After periods of surrealism and dark humour, Liu moved on to other subjects: child naval officers, little girls, female teachers, cherubs, Miffy the bunny. These became the stylistic backbone of his creations in the 90s. In the 2000s, Liu made a conscious turn toward abstractionism, but the connecting thread running consistently through decades of Liu’s work was the artist he most revered: Mondrian. In this way, the evolution of Mondrian’s influence in Liu’s paintings can serve as a testament to Liu’s artistic journey. Liu’s early years show him invoking Mondrian’s paintings directly as the subject of some of his own works. In the 2000s, he borrowed Mondrian’s treatment of space.

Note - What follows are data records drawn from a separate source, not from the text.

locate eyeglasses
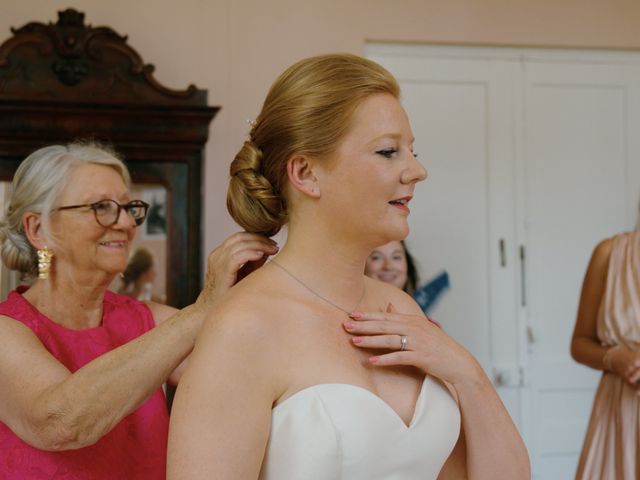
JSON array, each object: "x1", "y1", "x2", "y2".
[{"x1": 55, "y1": 199, "x2": 150, "y2": 227}]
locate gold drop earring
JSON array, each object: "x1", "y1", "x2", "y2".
[{"x1": 37, "y1": 246, "x2": 54, "y2": 279}]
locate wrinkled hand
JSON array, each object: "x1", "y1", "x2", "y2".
[
  {"x1": 609, "y1": 346, "x2": 640, "y2": 391},
  {"x1": 343, "y1": 303, "x2": 482, "y2": 386},
  {"x1": 196, "y1": 232, "x2": 278, "y2": 307}
]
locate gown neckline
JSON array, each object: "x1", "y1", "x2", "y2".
[{"x1": 272, "y1": 375, "x2": 430, "y2": 430}]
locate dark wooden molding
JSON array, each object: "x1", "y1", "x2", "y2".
[
  {"x1": 0, "y1": 8, "x2": 205, "y2": 105},
  {"x1": 0, "y1": 9, "x2": 219, "y2": 308}
]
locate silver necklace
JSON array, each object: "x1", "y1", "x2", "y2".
[{"x1": 270, "y1": 259, "x2": 365, "y2": 315}]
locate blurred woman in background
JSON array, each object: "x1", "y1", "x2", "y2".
[
  {"x1": 571, "y1": 230, "x2": 640, "y2": 479},
  {"x1": 119, "y1": 246, "x2": 164, "y2": 302},
  {"x1": 366, "y1": 239, "x2": 449, "y2": 315}
]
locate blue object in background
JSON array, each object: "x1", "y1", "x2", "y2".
[{"x1": 413, "y1": 271, "x2": 450, "y2": 315}]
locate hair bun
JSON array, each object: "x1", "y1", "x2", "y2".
[
  {"x1": 0, "y1": 218, "x2": 36, "y2": 276},
  {"x1": 227, "y1": 141, "x2": 285, "y2": 237},
  {"x1": 226, "y1": 54, "x2": 399, "y2": 238}
]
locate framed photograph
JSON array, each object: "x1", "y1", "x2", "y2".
[{"x1": 139, "y1": 185, "x2": 167, "y2": 240}]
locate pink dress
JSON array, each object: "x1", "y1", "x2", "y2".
[
  {"x1": 576, "y1": 232, "x2": 640, "y2": 480},
  {"x1": 0, "y1": 288, "x2": 169, "y2": 479}
]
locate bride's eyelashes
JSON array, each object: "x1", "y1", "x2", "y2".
[
  {"x1": 376, "y1": 148, "x2": 398, "y2": 158},
  {"x1": 375, "y1": 148, "x2": 419, "y2": 159}
]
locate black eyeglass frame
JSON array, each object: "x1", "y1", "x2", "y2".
[{"x1": 55, "y1": 199, "x2": 150, "y2": 227}]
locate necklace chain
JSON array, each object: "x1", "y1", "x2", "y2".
[{"x1": 270, "y1": 259, "x2": 365, "y2": 315}]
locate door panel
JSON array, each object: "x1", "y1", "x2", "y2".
[
  {"x1": 368, "y1": 47, "x2": 523, "y2": 427},
  {"x1": 524, "y1": 62, "x2": 632, "y2": 479},
  {"x1": 368, "y1": 43, "x2": 640, "y2": 480}
]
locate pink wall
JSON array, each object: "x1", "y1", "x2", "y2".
[{"x1": 4, "y1": 0, "x2": 640, "y2": 271}]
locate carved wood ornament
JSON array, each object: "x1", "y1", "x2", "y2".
[{"x1": 0, "y1": 9, "x2": 219, "y2": 307}]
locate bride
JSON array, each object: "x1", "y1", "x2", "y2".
[{"x1": 167, "y1": 53, "x2": 529, "y2": 479}]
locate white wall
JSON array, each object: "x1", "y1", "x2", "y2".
[{"x1": 3, "y1": 0, "x2": 640, "y2": 260}]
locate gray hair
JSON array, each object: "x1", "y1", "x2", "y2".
[{"x1": 0, "y1": 142, "x2": 130, "y2": 276}]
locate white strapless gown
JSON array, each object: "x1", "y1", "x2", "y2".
[{"x1": 259, "y1": 375, "x2": 461, "y2": 479}]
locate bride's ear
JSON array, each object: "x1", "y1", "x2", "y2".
[{"x1": 286, "y1": 154, "x2": 321, "y2": 198}]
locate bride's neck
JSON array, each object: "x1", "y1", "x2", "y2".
[{"x1": 274, "y1": 227, "x2": 370, "y2": 310}]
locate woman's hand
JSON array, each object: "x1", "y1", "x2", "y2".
[
  {"x1": 197, "y1": 233, "x2": 278, "y2": 307},
  {"x1": 345, "y1": 303, "x2": 530, "y2": 478},
  {"x1": 344, "y1": 303, "x2": 482, "y2": 386},
  {"x1": 607, "y1": 346, "x2": 640, "y2": 390}
]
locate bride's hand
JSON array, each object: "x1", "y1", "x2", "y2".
[{"x1": 343, "y1": 303, "x2": 482, "y2": 386}]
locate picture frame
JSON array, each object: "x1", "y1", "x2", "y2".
[{"x1": 139, "y1": 185, "x2": 167, "y2": 240}]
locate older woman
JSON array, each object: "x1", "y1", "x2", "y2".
[
  {"x1": 168, "y1": 54, "x2": 529, "y2": 479},
  {"x1": 0, "y1": 142, "x2": 277, "y2": 479}
]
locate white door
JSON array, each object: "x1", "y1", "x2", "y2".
[
  {"x1": 367, "y1": 44, "x2": 640, "y2": 480},
  {"x1": 521, "y1": 54, "x2": 640, "y2": 479},
  {"x1": 367, "y1": 44, "x2": 525, "y2": 429}
]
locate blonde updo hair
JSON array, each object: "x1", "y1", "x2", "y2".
[
  {"x1": 0, "y1": 142, "x2": 130, "y2": 277},
  {"x1": 227, "y1": 53, "x2": 400, "y2": 237}
]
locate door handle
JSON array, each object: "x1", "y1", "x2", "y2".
[
  {"x1": 519, "y1": 245, "x2": 526, "y2": 307},
  {"x1": 527, "y1": 325, "x2": 535, "y2": 344},
  {"x1": 499, "y1": 238, "x2": 506, "y2": 267}
]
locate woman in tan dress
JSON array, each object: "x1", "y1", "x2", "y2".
[{"x1": 571, "y1": 231, "x2": 640, "y2": 479}]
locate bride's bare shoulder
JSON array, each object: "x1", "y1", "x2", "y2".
[
  {"x1": 187, "y1": 266, "x2": 291, "y2": 401},
  {"x1": 201, "y1": 266, "x2": 290, "y2": 342},
  {"x1": 363, "y1": 275, "x2": 424, "y2": 316}
]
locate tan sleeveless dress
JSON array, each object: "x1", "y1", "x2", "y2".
[{"x1": 576, "y1": 231, "x2": 640, "y2": 480}]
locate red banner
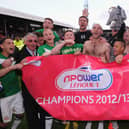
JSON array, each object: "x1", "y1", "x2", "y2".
[{"x1": 22, "y1": 54, "x2": 129, "y2": 121}]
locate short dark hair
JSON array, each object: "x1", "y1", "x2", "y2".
[
  {"x1": 64, "y1": 30, "x2": 74, "y2": 36},
  {"x1": 64, "y1": 30, "x2": 73, "y2": 34},
  {"x1": 114, "y1": 39, "x2": 126, "y2": 48},
  {"x1": 79, "y1": 16, "x2": 88, "y2": 23},
  {"x1": 33, "y1": 32, "x2": 43, "y2": 37},
  {"x1": 0, "y1": 38, "x2": 8, "y2": 52},
  {"x1": 0, "y1": 38, "x2": 7, "y2": 45},
  {"x1": 44, "y1": 18, "x2": 54, "y2": 24}
]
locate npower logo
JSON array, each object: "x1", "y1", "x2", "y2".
[{"x1": 56, "y1": 66, "x2": 113, "y2": 91}]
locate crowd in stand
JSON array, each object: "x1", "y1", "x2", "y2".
[{"x1": 0, "y1": 8, "x2": 129, "y2": 129}]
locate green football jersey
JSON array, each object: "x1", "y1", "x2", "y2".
[
  {"x1": 0, "y1": 53, "x2": 20, "y2": 98},
  {"x1": 37, "y1": 44, "x2": 55, "y2": 56},
  {"x1": 60, "y1": 43, "x2": 83, "y2": 55}
]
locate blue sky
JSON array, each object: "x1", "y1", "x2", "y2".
[{"x1": 0, "y1": 0, "x2": 129, "y2": 29}]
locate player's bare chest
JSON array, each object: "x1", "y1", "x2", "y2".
[{"x1": 87, "y1": 43, "x2": 105, "y2": 56}]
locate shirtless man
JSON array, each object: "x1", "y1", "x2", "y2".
[
  {"x1": 83, "y1": 24, "x2": 110, "y2": 63},
  {"x1": 83, "y1": 24, "x2": 111, "y2": 129}
]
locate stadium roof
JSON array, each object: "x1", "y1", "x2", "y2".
[{"x1": 0, "y1": 6, "x2": 74, "y2": 28}]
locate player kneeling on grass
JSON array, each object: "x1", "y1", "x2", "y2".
[{"x1": 0, "y1": 38, "x2": 24, "y2": 129}]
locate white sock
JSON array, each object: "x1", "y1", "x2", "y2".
[
  {"x1": 98, "y1": 121, "x2": 104, "y2": 129},
  {"x1": 45, "y1": 116, "x2": 53, "y2": 129},
  {"x1": 85, "y1": 121, "x2": 92, "y2": 129},
  {"x1": 11, "y1": 118, "x2": 21, "y2": 129},
  {"x1": 111, "y1": 121, "x2": 119, "y2": 129}
]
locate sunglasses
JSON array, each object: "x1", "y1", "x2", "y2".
[{"x1": 27, "y1": 40, "x2": 38, "y2": 43}]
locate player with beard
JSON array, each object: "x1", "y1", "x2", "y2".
[{"x1": 75, "y1": 16, "x2": 92, "y2": 44}]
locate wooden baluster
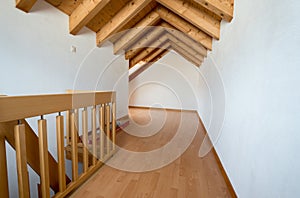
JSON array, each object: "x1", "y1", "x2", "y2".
[
  {"x1": 71, "y1": 110, "x2": 78, "y2": 181},
  {"x1": 112, "y1": 102, "x2": 116, "y2": 151},
  {"x1": 92, "y1": 106, "x2": 97, "y2": 165},
  {"x1": 82, "y1": 108, "x2": 89, "y2": 172},
  {"x1": 99, "y1": 104, "x2": 104, "y2": 161},
  {"x1": 38, "y1": 117, "x2": 50, "y2": 198},
  {"x1": 14, "y1": 122, "x2": 30, "y2": 198},
  {"x1": 0, "y1": 137, "x2": 9, "y2": 198},
  {"x1": 56, "y1": 113, "x2": 66, "y2": 192},
  {"x1": 66, "y1": 110, "x2": 71, "y2": 145},
  {"x1": 106, "y1": 104, "x2": 111, "y2": 155}
]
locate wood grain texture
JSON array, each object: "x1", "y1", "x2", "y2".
[
  {"x1": 125, "y1": 27, "x2": 164, "y2": 60},
  {"x1": 56, "y1": 115, "x2": 67, "y2": 192},
  {"x1": 38, "y1": 119, "x2": 50, "y2": 198},
  {"x1": 0, "y1": 120, "x2": 71, "y2": 193},
  {"x1": 129, "y1": 33, "x2": 169, "y2": 66},
  {"x1": 113, "y1": 11, "x2": 160, "y2": 54},
  {"x1": 0, "y1": 91, "x2": 115, "y2": 122},
  {"x1": 156, "y1": 6, "x2": 212, "y2": 50},
  {"x1": 69, "y1": 0, "x2": 110, "y2": 34},
  {"x1": 160, "y1": 22, "x2": 207, "y2": 57},
  {"x1": 169, "y1": 41, "x2": 203, "y2": 66},
  {"x1": 129, "y1": 49, "x2": 169, "y2": 81},
  {"x1": 16, "y1": 0, "x2": 37, "y2": 13},
  {"x1": 71, "y1": 108, "x2": 233, "y2": 197},
  {"x1": 96, "y1": 0, "x2": 152, "y2": 46},
  {"x1": 71, "y1": 110, "x2": 79, "y2": 181},
  {"x1": 14, "y1": 124, "x2": 30, "y2": 198},
  {"x1": 193, "y1": 0, "x2": 234, "y2": 22},
  {"x1": 82, "y1": 108, "x2": 89, "y2": 172},
  {"x1": 157, "y1": 0, "x2": 220, "y2": 39}
]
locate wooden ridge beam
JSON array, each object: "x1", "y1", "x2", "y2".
[
  {"x1": 16, "y1": 0, "x2": 37, "y2": 12},
  {"x1": 166, "y1": 33, "x2": 204, "y2": 62},
  {"x1": 96, "y1": 0, "x2": 152, "y2": 47},
  {"x1": 130, "y1": 34, "x2": 169, "y2": 67},
  {"x1": 156, "y1": 6, "x2": 212, "y2": 50},
  {"x1": 69, "y1": 0, "x2": 111, "y2": 35},
  {"x1": 125, "y1": 27, "x2": 164, "y2": 60},
  {"x1": 113, "y1": 11, "x2": 160, "y2": 54},
  {"x1": 170, "y1": 42, "x2": 202, "y2": 67},
  {"x1": 193, "y1": 0, "x2": 234, "y2": 22},
  {"x1": 129, "y1": 50, "x2": 169, "y2": 81},
  {"x1": 156, "y1": 0, "x2": 220, "y2": 39},
  {"x1": 160, "y1": 22, "x2": 207, "y2": 57}
]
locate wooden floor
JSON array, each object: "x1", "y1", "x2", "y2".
[{"x1": 72, "y1": 107, "x2": 232, "y2": 198}]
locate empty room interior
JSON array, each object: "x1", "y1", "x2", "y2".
[{"x1": 0, "y1": 0, "x2": 300, "y2": 197}]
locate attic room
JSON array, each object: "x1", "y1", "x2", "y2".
[{"x1": 0, "y1": 0, "x2": 300, "y2": 197}]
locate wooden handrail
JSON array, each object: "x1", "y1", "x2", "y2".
[
  {"x1": 0, "y1": 91, "x2": 117, "y2": 197},
  {"x1": 0, "y1": 91, "x2": 116, "y2": 122}
]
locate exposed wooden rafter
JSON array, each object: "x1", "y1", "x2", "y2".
[
  {"x1": 193, "y1": 0, "x2": 234, "y2": 22},
  {"x1": 125, "y1": 27, "x2": 164, "y2": 60},
  {"x1": 167, "y1": 33, "x2": 204, "y2": 61},
  {"x1": 69, "y1": 0, "x2": 111, "y2": 35},
  {"x1": 170, "y1": 42, "x2": 202, "y2": 67},
  {"x1": 156, "y1": 6, "x2": 212, "y2": 50},
  {"x1": 129, "y1": 49, "x2": 169, "y2": 81},
  {"x1": 160, "y1": 22, "x2": 207, "y2": 57},
  {"x1": 113, "y1": 11, "x2": 160, "y2": 54},
  {"x1": 96, "y1": 0, "x2": 152, "y2": 47},
  {"x1": 129, "y1": 34, "x2": 169, "y2": 67},
  {"x1": 15, "y1": 0, "x2": 234, "y2": 75},
  {"x1": 129, "y1": 41, "x2": 170, "y2": 68},
  {"x1": 16, "y1": 0, "x2": 37, "y2": 12},
  {"x1": 156, "y1": 0, "x2": 220, "y2": 39}
]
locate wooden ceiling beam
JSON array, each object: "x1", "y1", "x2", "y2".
[
  {"x1": 170, "y1": 42, "x2": 202, "y2": 67},
  {"x1": 160, "y1": 22, "x2": 207, "y2": 57},
  {"x1": 96, "y1": 0, "x2": 152, "y2": 47},
  {"x1": 156, "y1": 6, "x2": 212, "y2": 50},
  {"x1": 69, "y1": 0, "x2": 111, "y2": 35},
  {"x1": 166, "y1": 33, "x2": 204, "y2": 62},
  {"x1": 129, "y1": 49, "x2": 169, "y2": 81},
  {"x1": 16, "y1": 0, "x2": 37, "y2": 12},
  {"x1": 129, "y1": 42, "x2": 170, "y2": 68},
  {"x1": 113, "y1": 11, "x2": 160, "y2": 55},
  {"x1": 193, "y1": 0, "x2": 234, "y2": 22},
  {"x1": 156, "y1": 0, "x2": 220, "y2": 39},
  {"x1": 125, "y1": 27, "x2": 164, "y2": 60},
  {"x1": 130, "y1": 34, "x2": 169, "y2": 67}
]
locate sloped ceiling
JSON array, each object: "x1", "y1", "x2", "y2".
[{"x1": 16, "y1": 0, "x2": 234, "y2": 75}]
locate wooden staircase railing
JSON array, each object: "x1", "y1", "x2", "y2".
[{"x1": 0, "y1": 91, "x2": 117, "y2": 197}]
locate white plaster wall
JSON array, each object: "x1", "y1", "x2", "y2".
[
  {"x1": 0, "y1": 0, "x2": 128, "y2": 197},
  {"x1": 129, "y1": 0, "x2": 300, "y2": 197},
  {"x1": 129, "y1": 51, "x2": 210, "y2": 112},
  {"x1": 199, "y1": 0, "x2": 300, "y2": 197}
]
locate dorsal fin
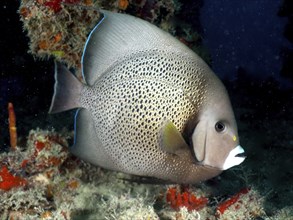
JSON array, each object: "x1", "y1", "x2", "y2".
[{"x1": 81, "y1": 10, "x2": 193, "y2": 86}]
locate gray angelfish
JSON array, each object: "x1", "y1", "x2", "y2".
[{"x1": 49, "y1": 10, "x2": 246, "y2": 184}]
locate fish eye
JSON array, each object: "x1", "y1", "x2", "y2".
[{"x1": 215, "y1": 121, "x2": 225, "y2": 133}]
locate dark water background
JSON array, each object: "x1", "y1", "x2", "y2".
[{"x1": 201, "y1": 0, "x2": 291, "y2": 85}]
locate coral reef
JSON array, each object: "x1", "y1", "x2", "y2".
[
  {"x1": 0, "y1": 166, "x2": 27, "y2": 191},
  {"x1": 19, "y1": 0, "x2": 208, "y2": 76},
  {"x1": 19, "y1": 0, "x2": 101, "y2": 72},
  {"x1": 0, "y1": 129, "x2": 71, "y2": 216},
  {"x1": 266, "y1": 206, "x2": 293, "y2": 220},
  {"x1": 0, "y1": 128, "x2": 276, "y2": 219},
  {"x1": 216, "y1": 188, "x2": 266, "y2": 219},
  {"x1": 0, "y1": 129, "x2": 162, "y2": 219},
  {"x1": 166, "y1": 186, "x2": 208, "y2": 211}
]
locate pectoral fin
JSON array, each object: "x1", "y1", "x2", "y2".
[{"x1": 160, "y1": 120, "x2": 189, "y2": 155}]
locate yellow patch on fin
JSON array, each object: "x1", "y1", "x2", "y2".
[
  {"x1": 160, "y1": 120, "x2": 189, "y2": 155},
  {"x1": 233, "y1": 135, "x2": 237, "y2": 142}
]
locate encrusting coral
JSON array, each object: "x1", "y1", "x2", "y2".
[
  {"x1": 0, "y1": 127, "x2": 272, "y2": 219},
  {"x1": 215, "y1": 188, "x2": 266, "y2": 219},
  {"x1": 166, "y1": 186, "x2": 208, "y2": 212},
  {"x1": 0, "y1": 166, "x2": 27, "y2": 191},
  {"x1": 18, "y1": 0, "x2": 206, "y2": 77},
  {"x1": 19, "y1": 0, "x2": 101, "y2": 74}
]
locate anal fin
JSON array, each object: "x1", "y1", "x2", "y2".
[{"x1": 70, "y1": 109, "x2": 112, "y2": 168}]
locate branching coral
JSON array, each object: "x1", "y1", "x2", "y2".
[{"x1": 8, "y1": 103, "x2": 17, "y2": 151}]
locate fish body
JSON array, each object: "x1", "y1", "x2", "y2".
[{"x1": 49, "y1": 10, "x2": 245, "y2": 184}]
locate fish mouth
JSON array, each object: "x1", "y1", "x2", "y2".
[
  {"x1": 222, "y1": 145, "x2": 246, "y2": 170},
  {"x1": 235, "y1": 152, "x2": 246, "y2": 158}
]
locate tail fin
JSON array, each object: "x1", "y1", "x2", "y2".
[{"x1": 49, "y1": 62, "x2": 84, "y2": 114}]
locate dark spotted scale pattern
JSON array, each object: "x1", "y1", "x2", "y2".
[{"x1": 80, "y1": 49, "x2": 209, "y2": 178}]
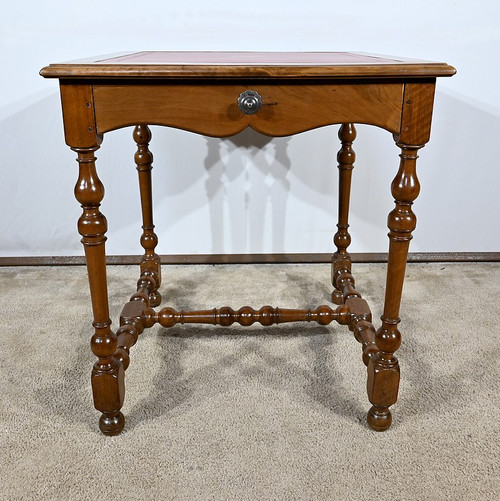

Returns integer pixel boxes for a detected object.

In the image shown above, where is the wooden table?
[41,52,455,435]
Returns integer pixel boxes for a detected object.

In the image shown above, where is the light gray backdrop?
[1,0,498,257]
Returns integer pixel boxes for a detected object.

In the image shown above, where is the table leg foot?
[365,141,422,431]
[367,406,392,431]
[73,144,127,436]
[91,355,125,435]
[99,411,125,436]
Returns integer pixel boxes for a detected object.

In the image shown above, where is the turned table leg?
[332,123,356,305]
[365,81,435,430]
[366,143,421,431]
[73,145,125,435]
[134,125,162,307]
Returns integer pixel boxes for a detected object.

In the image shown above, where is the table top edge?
[40,51,456,79]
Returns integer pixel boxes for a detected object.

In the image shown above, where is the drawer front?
[93,82,404,137]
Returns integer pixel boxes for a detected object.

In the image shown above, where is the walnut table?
[40,52,455,435]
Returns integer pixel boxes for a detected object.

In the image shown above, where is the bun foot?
[367,406,392,431]
[99,411,125,436]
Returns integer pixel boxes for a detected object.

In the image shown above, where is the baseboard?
[0,252,498,266]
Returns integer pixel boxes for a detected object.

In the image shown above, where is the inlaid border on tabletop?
[40,51,456,80]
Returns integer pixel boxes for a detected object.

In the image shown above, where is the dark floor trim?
[1,252,499,266]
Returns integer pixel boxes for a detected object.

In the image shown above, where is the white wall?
[1,0,499,257]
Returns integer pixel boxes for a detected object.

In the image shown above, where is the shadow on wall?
[149,122,392,255]
[415,88,500,251]
[1,87,499,257]
[127,86,500,254]
[151,125,340,254]
[203,129,291,254]
[0,92,82,256]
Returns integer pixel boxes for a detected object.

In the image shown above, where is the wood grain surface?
[40,51,456,79]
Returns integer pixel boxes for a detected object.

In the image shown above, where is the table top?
[40,51,456,80]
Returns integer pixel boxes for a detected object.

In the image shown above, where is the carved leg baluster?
[346,297,379,367]
[367,144,421,431]
[142,303,351,329]
[113,275,155,371]
[73,145,125,435]
[134,125,162,307]
[332,123,358,304]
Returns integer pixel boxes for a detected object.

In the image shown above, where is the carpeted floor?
[0,263,498,500]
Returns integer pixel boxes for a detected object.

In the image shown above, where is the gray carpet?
[0,263,499,500]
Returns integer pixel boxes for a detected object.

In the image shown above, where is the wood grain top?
[40,51,456,79]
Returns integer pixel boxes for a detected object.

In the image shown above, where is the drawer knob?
[237,90,262,115]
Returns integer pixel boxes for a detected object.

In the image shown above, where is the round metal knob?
[237,90,262,115]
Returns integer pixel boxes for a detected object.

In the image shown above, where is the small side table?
[41,52,455,435]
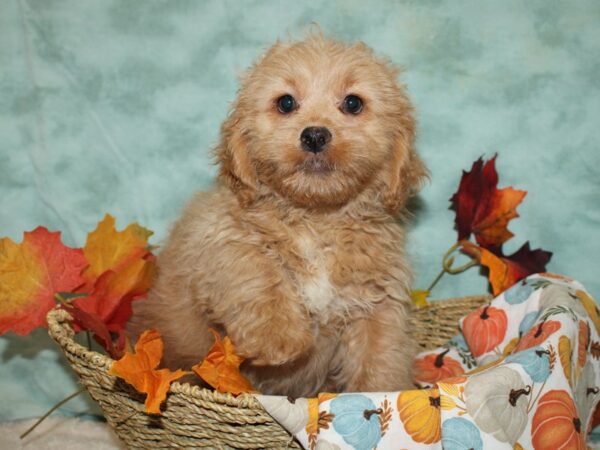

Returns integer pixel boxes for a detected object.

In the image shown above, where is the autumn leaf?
[192,329,256,395]
[109,329,188,414]
[73,255,156,332]
[461,241,552,296]
[411,290,430,308]
[64,303,126,359]
[450,156,527,250]
[0,228,87,335]
[81,214,152,287]
[75,215,156,333]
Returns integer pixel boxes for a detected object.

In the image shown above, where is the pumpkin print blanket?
[256,273,600,449]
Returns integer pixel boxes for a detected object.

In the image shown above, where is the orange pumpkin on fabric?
[397,389,441,444]
[531,389,585,450]
[515,320,561,352]
[462,305,508,357]
[415,349,465,383]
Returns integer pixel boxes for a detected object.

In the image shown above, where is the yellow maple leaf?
[83,214,152,283]
[0,238,43,317]
[411,290,430,308]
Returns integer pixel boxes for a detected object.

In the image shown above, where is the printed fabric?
[256,273,600,449]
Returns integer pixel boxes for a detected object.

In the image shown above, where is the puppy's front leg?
[208,248,314,366]
[336,298,416,391]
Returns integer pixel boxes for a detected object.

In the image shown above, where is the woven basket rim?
[46,308,265,410]
[47,294,490,397]
[414,294,490,309]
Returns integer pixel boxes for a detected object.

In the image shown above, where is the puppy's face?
[218,35,426,212]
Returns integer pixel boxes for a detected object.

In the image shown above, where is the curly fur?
[128,33,428,397]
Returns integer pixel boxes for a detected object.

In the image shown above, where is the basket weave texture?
[46,295,488,449]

But by 2007, Liu Ye had elevated his conversation with the old master, and internalized the aesthetics of Mondrian’s spatial composition and segmentation within the paintings themselves. As art critic Zhu Zhu explains, ‘[Mondrian] uses a solid and well-defined composition, as well as a rhythm that approaches music, in personifying the images captured under his brush: blocks, toys, books, little girls, musicians, etc.’ Liu continues Mondrian’s spirit of abstractionism, while at the same time internalizing it into a state of greater purity and creating a distinct artistic language.

During this momentous year of 2007, Liu chose to use a subject that would become profoundly important in his career: bamboo. Composition with Tree and Bamboo is the first work in the entire series, highly representative for its signalling of a new period in the artist’s journey, a status that privileged the piece to be the most widely exhibited in the series. In Composition with Tree and Bamboo, we witness the shift in Liu’s creative orientation, his gradual exclusion of narrative. Liu explains, ‘The art is purified. By reducing the emotion, narrative, and story present in my earlier works, the work must rely on the inherent elements of painting, such as proportion, colour, and composition’.

Bamboo, in traditional Chinese art, was often used as a metaphor for the integrity of the literati, symbolizing their spirit, their upstanding and modest characters. It was one of the most oft-used subjects in Chinese landscape painting during the Song and Yuan dynasties. Liu’s use of this iconic Chinese image represented a breaking through of his previous boundaries. In the painting, tree and bamboo stand side by side upon a snowy ground. In the background is a low wall. The low wall and the horizon line, as well as the stick-straight bamboo and tree manifest in converging lines. The bamboo and spade resting gently upon the tree create two triangles, a restoration of geometric purity. The tree, wall, and the snow on the ground act as illuminating agents, emphasizing the painting’s dimensionality and atmosphere. The geometric shapes and lines created by the bamboo and tree are a clear response to Mondrian’s quest for harmony and musicality. Here, Liu Ye has internalized these aesthetic pursuits in the form of a classically Chinese subject, the bamboo. The bamboo and tree, leaning gently against each other, seem imbued with human emotion. Walking the line between the concrete and abstract, Liu has captured the lightening flash of art’s spirit within an atmosphere of stillness. Liu later created five more paintings in the ‘Composition with Bamboo’ series, which are the artist’s most important artistic breakthrough to date, all of which originated with the lot on offer today: Composition with Tree and Bamboo.